'Last year (on the back of a tricky calving season), I fell in love with cows. Looking at this painting is the perfect antidote to an anxiety-filled Brexit, coronavirus world.'
Sarah Raven chooses Breton Scene by Jean Frélaut:
‘Below an apple tree, a mother goes through her daughter’s hair looking for nits, sitting on daisies and buttercups in the grass, with foxgloves in the shade behind. There’s a house cow grazing and oxen being led away, perhaps to haul in the harvest from the cornfields ripening beyond.’
‘Last year (on the back of a tricky calving season), I fell in love with cows. Looking at this painting is the perfect antidote to an anxiety-filled Brexit, coronavirus, Johnson-Cummings-uncertainty world–and much more the sort of life I want and aspire to lead.’
Sarah Raven is a gardener, cook and writer, and runs a mail-order nursery.
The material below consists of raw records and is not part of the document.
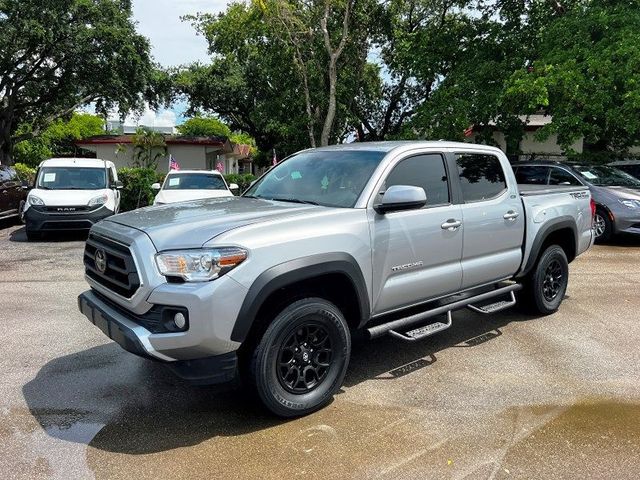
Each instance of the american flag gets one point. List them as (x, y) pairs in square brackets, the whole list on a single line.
[(173, 165)]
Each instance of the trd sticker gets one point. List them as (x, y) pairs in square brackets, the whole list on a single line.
[(407, 266)]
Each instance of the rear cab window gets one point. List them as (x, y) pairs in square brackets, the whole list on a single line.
[(481, 176), (427, 171)]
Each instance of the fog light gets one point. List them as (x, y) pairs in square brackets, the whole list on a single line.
[(180, 320)]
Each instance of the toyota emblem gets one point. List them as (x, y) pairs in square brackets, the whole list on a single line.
[(101, 261)]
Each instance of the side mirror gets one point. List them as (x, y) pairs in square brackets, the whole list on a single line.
[(401, 197)]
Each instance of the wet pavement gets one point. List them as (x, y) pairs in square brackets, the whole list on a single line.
[(505, 396)]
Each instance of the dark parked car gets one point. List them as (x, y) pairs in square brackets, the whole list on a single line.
[(616, 193), (632, 167), (13, 193)]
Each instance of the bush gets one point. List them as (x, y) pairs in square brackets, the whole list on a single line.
[(25, 172), (242, 179), (137, 190)]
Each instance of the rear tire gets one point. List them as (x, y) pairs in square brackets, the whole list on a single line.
[(301, 360), (602, 225), (547, 284)]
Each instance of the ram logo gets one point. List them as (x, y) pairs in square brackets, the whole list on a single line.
[(407, 266)]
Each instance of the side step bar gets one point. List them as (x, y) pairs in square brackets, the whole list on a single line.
[(403, 323), (494, 307)]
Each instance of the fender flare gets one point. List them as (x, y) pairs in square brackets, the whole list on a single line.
[(554, 225), (294, 271)]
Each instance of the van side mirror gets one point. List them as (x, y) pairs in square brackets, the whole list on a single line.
[(401, 197)]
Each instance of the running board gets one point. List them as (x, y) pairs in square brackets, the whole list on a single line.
[(423, 332), (403, 323), (496, 306)]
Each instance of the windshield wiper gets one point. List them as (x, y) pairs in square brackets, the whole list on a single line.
[(294, 200)]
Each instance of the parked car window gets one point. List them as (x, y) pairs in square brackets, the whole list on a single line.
[(71, 178), (605, 176), (426, 171), (562, 177), (326, 177), (532, 175), (194, 181), (481, 176)]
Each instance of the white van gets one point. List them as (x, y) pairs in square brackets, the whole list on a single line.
[(71, 194), (185, 185)]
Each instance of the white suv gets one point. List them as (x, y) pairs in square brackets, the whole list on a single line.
[(185, 185), (71, 194)]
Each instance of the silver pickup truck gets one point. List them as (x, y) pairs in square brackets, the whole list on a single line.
[(383, 238)]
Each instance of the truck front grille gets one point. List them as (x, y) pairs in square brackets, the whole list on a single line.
[(111, 265)]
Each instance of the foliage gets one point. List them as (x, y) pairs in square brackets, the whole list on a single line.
[(587, 78), (57, 56), (58, 139), (199, 126), (243, 180), (137, 190), (148, 147), (25, 172)]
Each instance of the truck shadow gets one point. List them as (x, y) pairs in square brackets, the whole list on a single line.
[(116, 402), (20, 236)]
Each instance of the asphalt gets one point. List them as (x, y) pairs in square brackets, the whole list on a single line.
[(505, 396)]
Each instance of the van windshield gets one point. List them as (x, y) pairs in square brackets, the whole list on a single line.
[(72, 178)]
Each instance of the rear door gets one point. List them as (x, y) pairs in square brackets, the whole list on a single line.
[(415, 257), (493, 219)]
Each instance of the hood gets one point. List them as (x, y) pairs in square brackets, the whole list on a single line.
[(192, 224), (66, 198), (173, 196)]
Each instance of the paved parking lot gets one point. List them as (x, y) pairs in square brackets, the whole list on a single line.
[(506, 396)]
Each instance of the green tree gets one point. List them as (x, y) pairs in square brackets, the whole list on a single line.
[(58, 139), (204, 127), (148, 148), (587, 77), (56, 56)]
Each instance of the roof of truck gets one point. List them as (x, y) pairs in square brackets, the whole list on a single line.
[(76, 162), (391, 145)]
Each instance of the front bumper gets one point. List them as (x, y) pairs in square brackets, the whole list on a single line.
[(39, 220), (136, 339)]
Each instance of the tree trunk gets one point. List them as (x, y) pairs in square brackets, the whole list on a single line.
[(331, 109)]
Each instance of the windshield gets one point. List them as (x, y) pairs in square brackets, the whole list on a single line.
[(194, 181), (332, 178), (72, 178), (604, 176)]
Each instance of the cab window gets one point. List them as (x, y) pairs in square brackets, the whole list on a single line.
[(481, 176), (562, 177), (426, 171)]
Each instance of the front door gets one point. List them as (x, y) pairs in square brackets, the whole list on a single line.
[(417, 253), (493, 218)]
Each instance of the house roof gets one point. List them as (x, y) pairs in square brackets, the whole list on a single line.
[(169, 139)]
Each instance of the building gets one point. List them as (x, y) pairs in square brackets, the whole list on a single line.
[(206, 153)]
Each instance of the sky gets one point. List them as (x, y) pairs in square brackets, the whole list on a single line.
[(173, 42)]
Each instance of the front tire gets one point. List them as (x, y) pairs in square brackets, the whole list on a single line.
[(301, 360), (547, 284), (602, 226)]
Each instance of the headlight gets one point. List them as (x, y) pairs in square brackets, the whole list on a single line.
[(33, 200), (630, 203), (200, 265), (99, 200)]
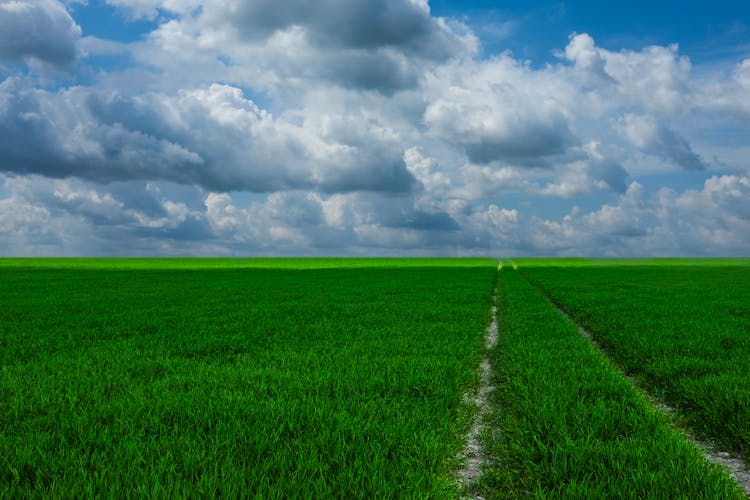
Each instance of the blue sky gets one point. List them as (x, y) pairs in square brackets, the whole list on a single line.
[(374, 127)]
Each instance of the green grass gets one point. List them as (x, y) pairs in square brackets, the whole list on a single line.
[(568, 425), (616, 262), (682, 331), (155, 381)]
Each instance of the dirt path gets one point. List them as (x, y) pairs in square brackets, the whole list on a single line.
[(735, 466), (473, 453)]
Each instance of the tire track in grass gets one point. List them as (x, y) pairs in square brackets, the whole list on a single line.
[(736, 467), (473, 455)]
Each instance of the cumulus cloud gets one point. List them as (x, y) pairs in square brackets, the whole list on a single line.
[(37, 31), (356, 127), (499, 110), (655, 138), (212, 136)]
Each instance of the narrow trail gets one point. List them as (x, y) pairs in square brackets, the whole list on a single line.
[(736, 467), (473, 453)]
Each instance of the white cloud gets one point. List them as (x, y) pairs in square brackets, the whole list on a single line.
[(359, 127), (37, 31)]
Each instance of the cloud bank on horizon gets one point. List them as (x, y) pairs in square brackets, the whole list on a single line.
[(360, 127)]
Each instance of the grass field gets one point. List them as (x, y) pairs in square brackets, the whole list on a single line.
[(682, 331), (568, 425), (279, 383), (347, 377)]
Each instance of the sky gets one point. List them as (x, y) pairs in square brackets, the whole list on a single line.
[(374, 127)]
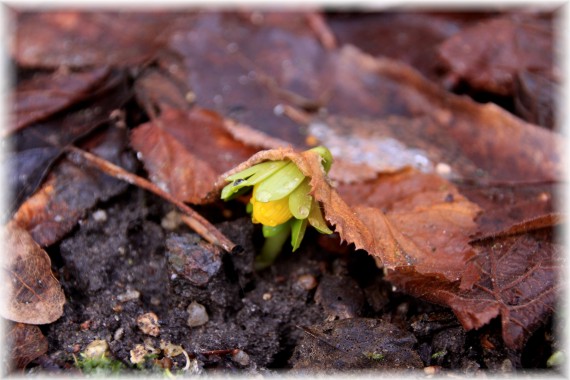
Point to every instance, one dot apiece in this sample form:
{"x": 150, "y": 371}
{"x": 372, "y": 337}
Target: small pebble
{"x": 100, "y": 216}
{"x": 148, "y": 323}
{"x": 443, "y": 169}
{"x": 170, "y": 350}
{"x": 307, "y": 281}
{"x": 171, "y": 221}
{"x": 432, "y": 370}
{"x": 129, "y": 295}
{"x": 96, "y": 349}
{"x": 197, "y": 315}
{"x": 241, "y": 357}
{"x": 155, "y": 301}
{"x": 118, "y": 335}
{"x": 137, "y": 354}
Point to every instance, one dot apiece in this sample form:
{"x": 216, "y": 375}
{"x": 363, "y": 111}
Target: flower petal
{"x": 298, "y": 227}
{"x": 279, "y": 184}
{"x": 270, "y": 213}
{"x": 300, "y": 200}
{"x": 250, "y": 177}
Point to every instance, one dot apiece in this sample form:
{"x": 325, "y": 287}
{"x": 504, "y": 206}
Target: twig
{"x": 194, "y": 220}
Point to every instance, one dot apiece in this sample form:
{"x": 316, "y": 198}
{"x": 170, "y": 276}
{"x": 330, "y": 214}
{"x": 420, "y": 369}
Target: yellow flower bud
{"x": 270, "y": 213}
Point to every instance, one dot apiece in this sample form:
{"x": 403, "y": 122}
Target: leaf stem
{"x": 194, "y": 220}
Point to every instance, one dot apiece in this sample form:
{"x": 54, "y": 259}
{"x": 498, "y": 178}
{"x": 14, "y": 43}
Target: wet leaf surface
{"x": 78, "y": 39}
{"x": 26, "y": 343}
{"x": 519, "y": 281}
{"x": 45, "y": 94}
{"x": 410, "y": 37}
{"x": 452, "y": 199}
{"x": 69, "y": 191}
{"x": 34, "y": 149}
{"x": 355, "y": 343}
{"x": 255, "y": 78}
{"x": 489, "y": 55}
{"x": 181, "y": 151}
{"x": 499, "y": 145}
{"x": 33, "y": 293}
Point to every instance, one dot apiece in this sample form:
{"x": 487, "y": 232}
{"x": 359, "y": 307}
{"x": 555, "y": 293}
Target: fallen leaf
{"x": 488, "y": 55}
{"x": 25, "y": 343}
{"x": 416, "y": 218}
{"x": 79, "y": 38}
{"x": 55, "y": 208}
{"x": 535, "y": 95}
{"x": 45, "y": 94}
{"x": 410, "y": 37}
{"x": 254, "y": 79}
{"x": 355, "y": 343}
{"x": 519, "y": 281}
{"x": 34, "y": 295}
{"x": 457, "y": 130}
{"x": 185, "y": 151}
{"x": 34, "y": 149}
{"x": 426, "y": 224}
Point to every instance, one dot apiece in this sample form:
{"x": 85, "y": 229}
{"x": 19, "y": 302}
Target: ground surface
{"x": 313, "y": 310}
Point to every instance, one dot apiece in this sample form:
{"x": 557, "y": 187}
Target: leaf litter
{"x": 419, "y": 216}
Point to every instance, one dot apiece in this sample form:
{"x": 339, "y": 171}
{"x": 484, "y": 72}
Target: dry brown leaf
{"x": 428, "y": 227}
{"x": 489, "y": 54}
{"x": 55, "y": 208}
{"x": 519, "y": 280}
{"x": 80, "y": 38}
{"x": 417, "y": 218}
{"x": 34, "y": 295}
{"x": 44, "y": 95}
{"x": 185, "y": 151}
{"x": 25, "y": 342}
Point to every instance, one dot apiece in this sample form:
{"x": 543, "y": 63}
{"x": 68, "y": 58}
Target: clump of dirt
{"x": 313, "y": 310}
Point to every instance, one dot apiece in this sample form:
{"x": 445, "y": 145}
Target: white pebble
{"x": 100, "y": 216}
{"x": 241, "y": 358}
{"x": 197, "y": 315}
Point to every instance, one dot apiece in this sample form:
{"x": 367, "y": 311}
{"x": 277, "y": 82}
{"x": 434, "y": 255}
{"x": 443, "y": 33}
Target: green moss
{"x": 98, "y": 366}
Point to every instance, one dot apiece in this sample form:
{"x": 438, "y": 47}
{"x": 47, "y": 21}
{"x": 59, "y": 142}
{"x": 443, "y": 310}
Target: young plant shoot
{"x": 281, "y": 202}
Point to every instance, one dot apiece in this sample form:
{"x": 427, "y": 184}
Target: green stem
{"x": 272, "y": 246}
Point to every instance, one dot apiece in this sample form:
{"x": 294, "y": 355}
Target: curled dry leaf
{"x": 418, "y": 218}
{"x": 55, "y": 208}
{"x": 489, "y": 54}
{"x": 43, "y": 95}
{"x": 76, "y": 38}
{"x": 33, "y": 294}
{"x": 428, "y": 227}
{"x": 185, "y": 151}
{"x": 35, "y": 148}
{"x": 518, "y": 281}
{"x": 25, "y": 342}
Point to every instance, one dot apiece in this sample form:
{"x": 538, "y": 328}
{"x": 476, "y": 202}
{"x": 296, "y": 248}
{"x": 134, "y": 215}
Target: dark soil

John McEwen on Breton Scene by Jean Frélaut:
Jean Frélaut was the son of Gen Auguste-Louis Frélaut. He was born in Grenoble, but, on his father’s retirement, the family moved to near Vannes in the general’s Breton homeland. At 18, Frélaut entered the Ecole des Beaux Arts in Paris. He studied under Fernand Cormon, a professor and member of the Salon best known today for the fame of van Gogh, Toulouse-Lautrec, Émile Bernard and others who came to his open studio, where sculpture and live models were generously provided and he taught once a week.
Frélaut’s pastoral proves that, inspired by the work of Bernard and the Pont-Aven-based colony of painters of a generation earlier, Breton scenes were still popular. Brittany’s rustic simplicity appealed to artists and visitors. Traditionalism, symbolised by the Breton language and, pictorially, by peasant dress as quaint as it was novel, survived there to a greater degree than elsewhere in France.
This sunny scene hangs in Sarah Raven’s home, having come into the family of her husband, Adam Nicolson, in 1920, possibly thanks to a trip made by his grandfather Harold Nicolson, with Jean Cocteau, to see the painter Jacques-Émile Blanche in Normandy.
Frélaut depicts a woman wearing a headscarf in the Breton way. The patient, gentle, nit-picking task, grazing cow and strolling man in his be-ribboned hat all conjure summer contentment.
In 1919, Frélaut was made a knight of the Legion of Honour. He was in an artists’ group with Raoul Dufy in the 1920s and, from 1937, was curator of the Vannes museum.